For more information on estimating non-fatal burden of disease for suicide and self‑inflicted injuries, see AIHW forthcoming 2021b.

Estimating risk factor attributable burden

Attributable burden reflects the direct link between a risk factor (for example, alcohol use) and a disease or injury outcome (for example, suicide and self-inflicted injury). Population attributable fractions (PAFs), a measure from 0 to 1, are used to determine the proportion of a particular disease that could have potentially been avoided if the population had never been exposed to a risk factor.

  • PAFs equal to zero means there is no burden attributable to the risk factor.
  • PAFs equal to 1 means that all the burden of the linked disease(s) is attributable to the risk factor.

To estimate the risk factor attributable burden for suicide and self-inflicted injuries in 2019, the PAFs estimated for suicide and self-inflicted injuries in the 2018 ABDS (AIHW forthcoming 2021b) were multiplied by the 2019 YLL, YLD and DALY estimates for suicide and self-inflicted injuries.

Four individual risk factors (6 risk factor exposures) were included in the analysis of attributable burden for suicide and self-inflicted injuries as having convincing or probable evidence in the literature of a causal association:

  • child abuse and neglect during childhood among people aged 5 and over
  • alcohol use among people aged 15 and over
  • illicit drug use (specifically amphetamine use, cocaine use, and opioid use) among people aged 15 and over
  • intimate partner violence among women aged 15 and over.

For more information on estimating attributable burden, including how PAFs were calculated in the 2018 ABDS, see AIHW forthcoming 2021b.


Remoteness area

The remoteness areas divide Australia for statistical purposes into broad geographic regions that share characteristics of remoteness. The Remoteness Structure, which divides each state and territory into several regions based on their relative access to services, has 5 classes of remoteness: Major cities, Inner regional, Outer regional, Remote and Very remote. The category Major cities includes Australia’s capital cities, except for Hobart and Darwin, which are classified as Inner regional.
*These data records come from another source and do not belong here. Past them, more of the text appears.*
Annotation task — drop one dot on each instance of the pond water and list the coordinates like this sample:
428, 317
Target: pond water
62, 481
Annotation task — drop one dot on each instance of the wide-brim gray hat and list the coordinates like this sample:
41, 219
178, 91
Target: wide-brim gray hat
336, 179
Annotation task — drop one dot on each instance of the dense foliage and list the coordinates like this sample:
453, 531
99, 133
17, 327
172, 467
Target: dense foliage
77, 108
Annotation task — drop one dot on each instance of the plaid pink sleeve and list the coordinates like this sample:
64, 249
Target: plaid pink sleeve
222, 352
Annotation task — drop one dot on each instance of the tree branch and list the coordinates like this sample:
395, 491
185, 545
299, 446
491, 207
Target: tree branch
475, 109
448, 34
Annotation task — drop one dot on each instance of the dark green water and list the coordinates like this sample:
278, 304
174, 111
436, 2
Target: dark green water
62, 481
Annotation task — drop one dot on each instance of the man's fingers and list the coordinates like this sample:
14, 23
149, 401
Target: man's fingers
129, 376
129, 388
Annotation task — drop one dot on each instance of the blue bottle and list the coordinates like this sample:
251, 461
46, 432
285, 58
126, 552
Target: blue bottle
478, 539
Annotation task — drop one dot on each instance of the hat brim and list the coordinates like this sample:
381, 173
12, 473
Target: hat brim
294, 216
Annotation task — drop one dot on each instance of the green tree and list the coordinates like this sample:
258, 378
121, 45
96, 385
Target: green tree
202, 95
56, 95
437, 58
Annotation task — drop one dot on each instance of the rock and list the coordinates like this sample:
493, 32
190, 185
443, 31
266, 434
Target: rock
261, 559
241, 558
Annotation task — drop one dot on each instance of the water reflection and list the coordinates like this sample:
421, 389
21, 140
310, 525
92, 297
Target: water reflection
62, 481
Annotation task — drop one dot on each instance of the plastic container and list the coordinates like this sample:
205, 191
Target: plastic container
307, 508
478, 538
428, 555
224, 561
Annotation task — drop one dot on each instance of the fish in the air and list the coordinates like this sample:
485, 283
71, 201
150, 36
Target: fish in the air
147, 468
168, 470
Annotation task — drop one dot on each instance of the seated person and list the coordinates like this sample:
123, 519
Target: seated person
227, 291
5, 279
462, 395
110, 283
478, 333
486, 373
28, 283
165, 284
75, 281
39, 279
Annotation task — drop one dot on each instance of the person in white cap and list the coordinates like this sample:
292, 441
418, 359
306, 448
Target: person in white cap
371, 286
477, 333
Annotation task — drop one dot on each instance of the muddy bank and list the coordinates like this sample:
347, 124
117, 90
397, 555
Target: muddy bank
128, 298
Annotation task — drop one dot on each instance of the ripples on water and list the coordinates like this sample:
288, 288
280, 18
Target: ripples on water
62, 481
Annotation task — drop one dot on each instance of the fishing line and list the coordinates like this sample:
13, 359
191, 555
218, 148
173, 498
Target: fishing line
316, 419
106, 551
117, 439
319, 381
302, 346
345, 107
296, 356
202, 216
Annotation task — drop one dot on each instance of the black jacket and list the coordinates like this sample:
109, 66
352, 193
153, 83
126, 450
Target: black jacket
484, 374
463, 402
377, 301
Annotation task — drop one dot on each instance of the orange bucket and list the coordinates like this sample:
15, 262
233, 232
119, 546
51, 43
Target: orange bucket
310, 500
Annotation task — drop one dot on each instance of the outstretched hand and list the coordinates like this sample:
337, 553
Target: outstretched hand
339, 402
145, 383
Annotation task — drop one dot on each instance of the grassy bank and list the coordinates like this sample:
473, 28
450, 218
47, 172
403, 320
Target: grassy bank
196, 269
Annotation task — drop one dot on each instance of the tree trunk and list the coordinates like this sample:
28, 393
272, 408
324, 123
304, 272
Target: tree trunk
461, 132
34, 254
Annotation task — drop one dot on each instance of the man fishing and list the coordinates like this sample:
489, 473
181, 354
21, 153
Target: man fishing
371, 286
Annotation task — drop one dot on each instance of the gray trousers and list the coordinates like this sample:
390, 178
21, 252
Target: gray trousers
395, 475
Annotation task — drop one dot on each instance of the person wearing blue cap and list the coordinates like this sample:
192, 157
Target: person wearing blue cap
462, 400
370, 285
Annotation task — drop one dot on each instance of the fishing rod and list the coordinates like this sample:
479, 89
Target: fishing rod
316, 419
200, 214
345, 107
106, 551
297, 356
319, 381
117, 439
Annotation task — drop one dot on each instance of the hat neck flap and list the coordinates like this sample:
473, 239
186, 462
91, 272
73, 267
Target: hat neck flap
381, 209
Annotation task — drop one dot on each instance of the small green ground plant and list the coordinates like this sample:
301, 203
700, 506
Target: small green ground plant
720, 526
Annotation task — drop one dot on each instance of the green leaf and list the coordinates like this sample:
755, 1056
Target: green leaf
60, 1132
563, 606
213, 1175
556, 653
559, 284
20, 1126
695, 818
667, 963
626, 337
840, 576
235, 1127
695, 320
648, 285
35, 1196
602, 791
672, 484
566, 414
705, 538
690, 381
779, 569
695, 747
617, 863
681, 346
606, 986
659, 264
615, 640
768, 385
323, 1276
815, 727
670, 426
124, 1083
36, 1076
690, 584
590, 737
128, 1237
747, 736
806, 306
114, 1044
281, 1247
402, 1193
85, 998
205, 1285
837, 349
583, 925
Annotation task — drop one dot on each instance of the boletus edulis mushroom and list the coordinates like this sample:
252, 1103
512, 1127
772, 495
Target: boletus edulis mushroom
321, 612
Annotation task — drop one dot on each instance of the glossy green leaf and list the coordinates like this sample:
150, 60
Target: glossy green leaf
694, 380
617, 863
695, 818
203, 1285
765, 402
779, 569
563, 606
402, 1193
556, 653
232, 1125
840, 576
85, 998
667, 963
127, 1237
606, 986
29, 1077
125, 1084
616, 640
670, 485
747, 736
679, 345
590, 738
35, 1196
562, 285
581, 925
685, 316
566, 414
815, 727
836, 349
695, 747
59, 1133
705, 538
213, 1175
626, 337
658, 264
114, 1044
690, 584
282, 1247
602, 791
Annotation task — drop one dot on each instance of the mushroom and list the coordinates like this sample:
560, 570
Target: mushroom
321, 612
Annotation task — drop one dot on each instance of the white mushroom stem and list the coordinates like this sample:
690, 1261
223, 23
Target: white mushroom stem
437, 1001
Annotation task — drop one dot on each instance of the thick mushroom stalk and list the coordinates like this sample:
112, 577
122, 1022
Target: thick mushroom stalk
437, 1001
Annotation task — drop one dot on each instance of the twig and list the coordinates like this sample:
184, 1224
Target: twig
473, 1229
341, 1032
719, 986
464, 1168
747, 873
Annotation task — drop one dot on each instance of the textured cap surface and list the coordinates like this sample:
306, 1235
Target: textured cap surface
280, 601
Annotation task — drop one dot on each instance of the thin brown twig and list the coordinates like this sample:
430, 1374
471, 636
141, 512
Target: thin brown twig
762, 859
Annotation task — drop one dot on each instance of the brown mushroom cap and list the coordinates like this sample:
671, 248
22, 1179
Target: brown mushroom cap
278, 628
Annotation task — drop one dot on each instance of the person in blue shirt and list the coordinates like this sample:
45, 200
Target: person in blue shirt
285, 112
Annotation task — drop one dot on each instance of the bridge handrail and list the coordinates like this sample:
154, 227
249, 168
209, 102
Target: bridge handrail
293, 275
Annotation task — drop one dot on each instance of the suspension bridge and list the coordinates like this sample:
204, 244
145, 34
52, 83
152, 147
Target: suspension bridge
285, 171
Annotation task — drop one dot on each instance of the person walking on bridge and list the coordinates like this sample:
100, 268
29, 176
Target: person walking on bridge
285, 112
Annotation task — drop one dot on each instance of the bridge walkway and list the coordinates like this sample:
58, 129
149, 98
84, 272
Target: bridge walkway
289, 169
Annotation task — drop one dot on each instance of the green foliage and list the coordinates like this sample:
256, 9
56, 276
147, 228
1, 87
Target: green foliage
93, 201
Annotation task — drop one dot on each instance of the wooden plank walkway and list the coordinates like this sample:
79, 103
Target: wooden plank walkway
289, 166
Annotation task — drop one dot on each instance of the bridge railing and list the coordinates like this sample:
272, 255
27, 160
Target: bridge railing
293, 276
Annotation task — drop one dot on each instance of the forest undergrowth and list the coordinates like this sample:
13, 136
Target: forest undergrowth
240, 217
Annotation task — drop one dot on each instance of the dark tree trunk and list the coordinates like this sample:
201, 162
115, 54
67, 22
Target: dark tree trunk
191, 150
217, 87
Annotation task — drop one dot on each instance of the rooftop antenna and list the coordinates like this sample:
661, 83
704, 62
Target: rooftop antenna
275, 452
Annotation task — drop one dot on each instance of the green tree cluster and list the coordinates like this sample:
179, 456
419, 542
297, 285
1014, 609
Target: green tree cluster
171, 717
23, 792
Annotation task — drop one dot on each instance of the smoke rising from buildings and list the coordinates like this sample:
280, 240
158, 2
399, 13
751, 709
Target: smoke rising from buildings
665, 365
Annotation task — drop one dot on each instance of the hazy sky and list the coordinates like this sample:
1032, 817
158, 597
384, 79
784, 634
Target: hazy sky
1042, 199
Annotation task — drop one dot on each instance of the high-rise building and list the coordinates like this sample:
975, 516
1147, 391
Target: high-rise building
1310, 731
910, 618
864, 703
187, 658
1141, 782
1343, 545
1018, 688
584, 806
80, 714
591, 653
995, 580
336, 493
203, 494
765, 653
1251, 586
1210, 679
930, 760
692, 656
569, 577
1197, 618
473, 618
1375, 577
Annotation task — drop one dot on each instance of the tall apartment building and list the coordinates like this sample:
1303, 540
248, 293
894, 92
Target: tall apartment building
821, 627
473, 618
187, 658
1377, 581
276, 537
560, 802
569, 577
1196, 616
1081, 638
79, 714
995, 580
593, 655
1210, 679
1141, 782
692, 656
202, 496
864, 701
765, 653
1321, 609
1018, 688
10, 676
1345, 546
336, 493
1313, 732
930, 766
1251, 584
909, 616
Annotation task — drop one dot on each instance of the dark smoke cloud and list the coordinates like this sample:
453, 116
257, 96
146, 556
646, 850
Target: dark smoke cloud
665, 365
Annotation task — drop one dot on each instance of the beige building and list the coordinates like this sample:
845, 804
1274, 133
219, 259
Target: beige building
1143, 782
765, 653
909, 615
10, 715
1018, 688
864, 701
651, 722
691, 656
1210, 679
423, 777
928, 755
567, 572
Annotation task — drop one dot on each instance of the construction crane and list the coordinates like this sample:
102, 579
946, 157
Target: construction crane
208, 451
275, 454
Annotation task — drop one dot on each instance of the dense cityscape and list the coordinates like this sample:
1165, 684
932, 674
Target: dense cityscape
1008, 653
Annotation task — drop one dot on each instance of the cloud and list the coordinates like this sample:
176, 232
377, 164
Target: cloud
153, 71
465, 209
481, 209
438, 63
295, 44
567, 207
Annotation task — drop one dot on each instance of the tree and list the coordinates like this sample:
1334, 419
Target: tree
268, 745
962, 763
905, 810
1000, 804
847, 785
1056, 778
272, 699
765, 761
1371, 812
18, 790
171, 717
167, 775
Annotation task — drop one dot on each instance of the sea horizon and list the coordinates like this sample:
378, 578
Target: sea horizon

Remoteness areas are based on the Accessibility and Remoteness Index of Australia. For 2015, 2018 and 2019, the remoteness structure was based on the Australian Statistical Geography Standard 2016.

Socioeconomic area

Socioeconomic areas are based on the Index of Relative Socio-economic Disadvantage (IRSD) in this report. The IRSD is one of 4 Socio-Economic Indexes for Areas (SEIFA) developed by the ABS. This index is based on factors such as average household income, education levels and unemployment rates. The IRSD is not a person-based measure; rather, it is an area-based measure of socioeconomic disadvantage in which small areas of Australia are classified on a continuum from disadvantaged to affluent. This information is used as a proxy for the socioeconomic disadvantage of people living in those areas and may not be correct for each person in that area.

Socioeconomic areas are presented as approximate quintiles in this report. The lowest quintile (Quintile 1, or Q1) represents the approximate 20% of the population living in areas with the lowest socioeconomic characteristics; that is, it is the most disadvantaged. The level of socioeconomic position increases with each quintile, through to the approximate 20% of the population living in areas with the highest socioeconomic characteristics (Quintile 5, or Q5); that is, the least disadvantaged. For 2015, 2018 and 2019, socioeconomic areas were based SEIFA 2016 IRSD (ABS 2018).